After seven months on dialysis, Jacob received his kidney transplant at CHoR last July, which resulted in complete and immediate kidney function. Today he’s focused squarely on the future as he prepares to attend college in the fall. Thousands of patients who have received care from CHoR’s cancer, pulmonology and urology teams have similar stories of success.
Established in 2007, the Best Children’s Hospital rankings are designed to help families of children with rare or life-threatening illnesses find quality medical care in 10 pediatric specialties.
The rankings are based on clinical data — such as procedure and patient volumes, survival rates, availability of care for specific illnesses and more — along with an annual survey of providers in the given pediatric specialty areas. Factoring in the extra demands on health care personnel across the nation due to COVID-19, the publication did not collect new clinical data this year, but rather coupled last year’s data with fresh reputation surveys to determine the 2021-22 rankings.
This is the seventh time we have been ranked by U.S. News & World Report for nephrology, third for pulmonology, and second for cancer and urology.
“I am exceedingly proud of the continued recognition of our teams for the top caliber clinical care they’re providing to kids who live in Richmond, as well as their commitment to children who travel from throughout Virginia, the region and beyond for specialty care at CHoR. Whether a child is battling cystic fibrosis or cancer, urologic concerns or kidney disease, they’re benefitting from these teams’ commitment to quality, safety, advanced research and innovative clinical expertise, along with a passion for providing whole-hearted care for every family,” said Dr. Karen Hendricks-Muñoz, interim chair, Department of Pediatrics, interim physician in chief, CHoR.
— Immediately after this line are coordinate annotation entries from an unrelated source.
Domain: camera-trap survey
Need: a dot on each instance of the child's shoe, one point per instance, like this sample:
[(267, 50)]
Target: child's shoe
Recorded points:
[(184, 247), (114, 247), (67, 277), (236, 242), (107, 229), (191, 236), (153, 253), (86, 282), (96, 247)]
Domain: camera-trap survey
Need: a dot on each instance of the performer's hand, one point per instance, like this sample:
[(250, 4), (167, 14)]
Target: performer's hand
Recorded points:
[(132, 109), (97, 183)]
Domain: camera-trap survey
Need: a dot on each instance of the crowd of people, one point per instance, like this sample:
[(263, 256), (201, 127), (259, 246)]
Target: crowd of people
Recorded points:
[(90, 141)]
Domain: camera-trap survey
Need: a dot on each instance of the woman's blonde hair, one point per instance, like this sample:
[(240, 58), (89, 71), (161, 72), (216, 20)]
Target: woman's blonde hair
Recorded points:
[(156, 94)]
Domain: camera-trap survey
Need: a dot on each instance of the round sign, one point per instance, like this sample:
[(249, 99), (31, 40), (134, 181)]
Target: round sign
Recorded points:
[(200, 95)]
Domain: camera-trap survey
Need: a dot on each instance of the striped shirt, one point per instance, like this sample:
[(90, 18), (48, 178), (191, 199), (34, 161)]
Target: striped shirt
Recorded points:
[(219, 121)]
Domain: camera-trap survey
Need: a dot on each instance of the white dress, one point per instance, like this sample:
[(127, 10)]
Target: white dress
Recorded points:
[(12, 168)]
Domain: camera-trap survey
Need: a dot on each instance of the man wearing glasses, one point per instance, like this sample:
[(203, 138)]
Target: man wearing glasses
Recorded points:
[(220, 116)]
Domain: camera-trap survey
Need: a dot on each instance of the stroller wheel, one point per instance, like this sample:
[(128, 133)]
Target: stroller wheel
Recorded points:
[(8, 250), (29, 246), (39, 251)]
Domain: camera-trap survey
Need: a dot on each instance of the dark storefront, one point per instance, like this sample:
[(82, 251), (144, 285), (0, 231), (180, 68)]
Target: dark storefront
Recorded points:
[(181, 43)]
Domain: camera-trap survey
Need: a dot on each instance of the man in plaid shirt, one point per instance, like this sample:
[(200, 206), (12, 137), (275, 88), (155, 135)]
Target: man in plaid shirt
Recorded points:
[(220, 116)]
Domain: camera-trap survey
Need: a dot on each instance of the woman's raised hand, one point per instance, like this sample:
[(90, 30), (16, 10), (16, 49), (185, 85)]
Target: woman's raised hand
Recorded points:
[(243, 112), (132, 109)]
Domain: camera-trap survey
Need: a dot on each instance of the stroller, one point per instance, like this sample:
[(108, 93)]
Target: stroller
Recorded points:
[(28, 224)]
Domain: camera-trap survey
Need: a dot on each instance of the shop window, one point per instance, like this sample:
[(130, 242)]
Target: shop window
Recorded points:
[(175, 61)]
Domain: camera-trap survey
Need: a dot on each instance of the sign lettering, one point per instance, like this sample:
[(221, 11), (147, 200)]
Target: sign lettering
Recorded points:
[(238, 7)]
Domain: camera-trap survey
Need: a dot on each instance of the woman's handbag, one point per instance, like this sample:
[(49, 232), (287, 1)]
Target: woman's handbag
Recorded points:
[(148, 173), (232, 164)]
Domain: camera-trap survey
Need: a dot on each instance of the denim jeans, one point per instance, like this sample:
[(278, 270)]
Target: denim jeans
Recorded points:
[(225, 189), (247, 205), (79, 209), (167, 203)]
CHoR is the region’s only full-service children’s hospital, with growing programming and facilities generously supported by the community through the Children’s Hospital Foundation. While each team has its own focus areas for clinical care and research, collaboration with colleagues across all disciplines at CHoR is key to effectively managing complex childhood illnesses and helping kids get back to what they do best — being kids.